Location
- Mooroolbark & Mount Evelyn, Victoria Australia 37°47′59″S 145°19′28″E﻿ / ﻿37.79972°S 145.32444°E

Information
- School type: Public
- Motto: Respect, Endeavor, Achievement, Pride
- Established: 1968
- School number: 8815
- Principal: Darren Trippett
- Grades: 7–12
- Enrolment: 793
- Colours: Dark blue and yellow
- Website: https://www.yarrahills.vic.edu.au/

= Yarra Hills Secondary College =

Yarra Hills Secondary College (formerly Pembroke Secondary College) is a secondary school in the outer eastern suburbs of Melbourne, Australia. The school has two campuses, one located in Mount Evelyn and the other located in Mooroolbark.

==History==
Pembroke High School opened in 1968 with 86 students and four teachers in temporary accommodation at Croydon West High School. In February 1970, the school opened on its Cambridge Road site. The school was officially opened by the Governor of Victoria – Sir Rohan Delacombe on 14 November 1972. A merger with Mooroolbark Secondary College followed by a merger with Mt Evelyn Secondary College resulted in the previous three-campus structure.

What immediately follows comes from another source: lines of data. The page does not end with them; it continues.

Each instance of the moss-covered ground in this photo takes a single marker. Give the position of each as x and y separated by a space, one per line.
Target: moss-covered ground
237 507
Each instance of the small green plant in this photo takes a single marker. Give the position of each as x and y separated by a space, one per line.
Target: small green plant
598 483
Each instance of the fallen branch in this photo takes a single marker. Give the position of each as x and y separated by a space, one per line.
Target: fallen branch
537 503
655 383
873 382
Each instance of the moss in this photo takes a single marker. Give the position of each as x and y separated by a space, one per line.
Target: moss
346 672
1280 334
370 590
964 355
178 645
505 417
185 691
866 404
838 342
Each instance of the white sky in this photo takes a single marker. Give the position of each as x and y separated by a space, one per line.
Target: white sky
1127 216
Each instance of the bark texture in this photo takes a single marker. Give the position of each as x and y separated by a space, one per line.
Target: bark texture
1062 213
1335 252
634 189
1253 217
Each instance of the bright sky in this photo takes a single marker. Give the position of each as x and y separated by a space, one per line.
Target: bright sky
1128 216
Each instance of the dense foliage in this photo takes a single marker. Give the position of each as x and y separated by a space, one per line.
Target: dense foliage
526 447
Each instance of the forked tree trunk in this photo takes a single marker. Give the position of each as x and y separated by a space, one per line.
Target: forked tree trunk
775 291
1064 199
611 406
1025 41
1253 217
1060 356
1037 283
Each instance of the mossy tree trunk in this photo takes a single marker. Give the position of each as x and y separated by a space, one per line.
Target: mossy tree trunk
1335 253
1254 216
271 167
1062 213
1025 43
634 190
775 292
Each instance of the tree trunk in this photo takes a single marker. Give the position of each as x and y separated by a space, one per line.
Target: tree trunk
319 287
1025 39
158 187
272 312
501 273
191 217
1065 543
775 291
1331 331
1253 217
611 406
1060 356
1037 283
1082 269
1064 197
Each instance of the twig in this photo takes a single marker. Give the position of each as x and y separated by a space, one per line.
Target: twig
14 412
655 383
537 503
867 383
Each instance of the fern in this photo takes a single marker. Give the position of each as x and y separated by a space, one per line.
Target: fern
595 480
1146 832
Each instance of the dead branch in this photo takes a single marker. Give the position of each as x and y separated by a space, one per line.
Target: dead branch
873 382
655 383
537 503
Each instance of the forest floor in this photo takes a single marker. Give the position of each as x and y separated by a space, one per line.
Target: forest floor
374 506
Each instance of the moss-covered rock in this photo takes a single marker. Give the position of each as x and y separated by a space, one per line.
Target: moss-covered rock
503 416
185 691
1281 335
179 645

On 5 July 2010, a suspicious fire destroyed three classrooms that were to be demolished.

== Modernisation Project – Mooroolbark Campus ==
In May 2009, the Victorian State Government announced funding (A$10.4million) for a two-part development of a new state of the art complex on the Reay Road site (current Mooroolbark site) to replace the previous Cambridge Road and Reay Road campuses. Stage one saw the demolition of the old senior buildings and construction of a new junior campus which temporarily housed the senior school. Stage two saw the construction of a new senior school into which the senior school moved. The stage one buildings became the home of the Cambridge junior school.
As a part of the modernisation project the school was renamed in 2013 to Yarra Hills Secondary College.
The modernisation project finished in August 2013, and saw the closure of the original Cambridge site in late October.

This resulted in the current two-campus structure.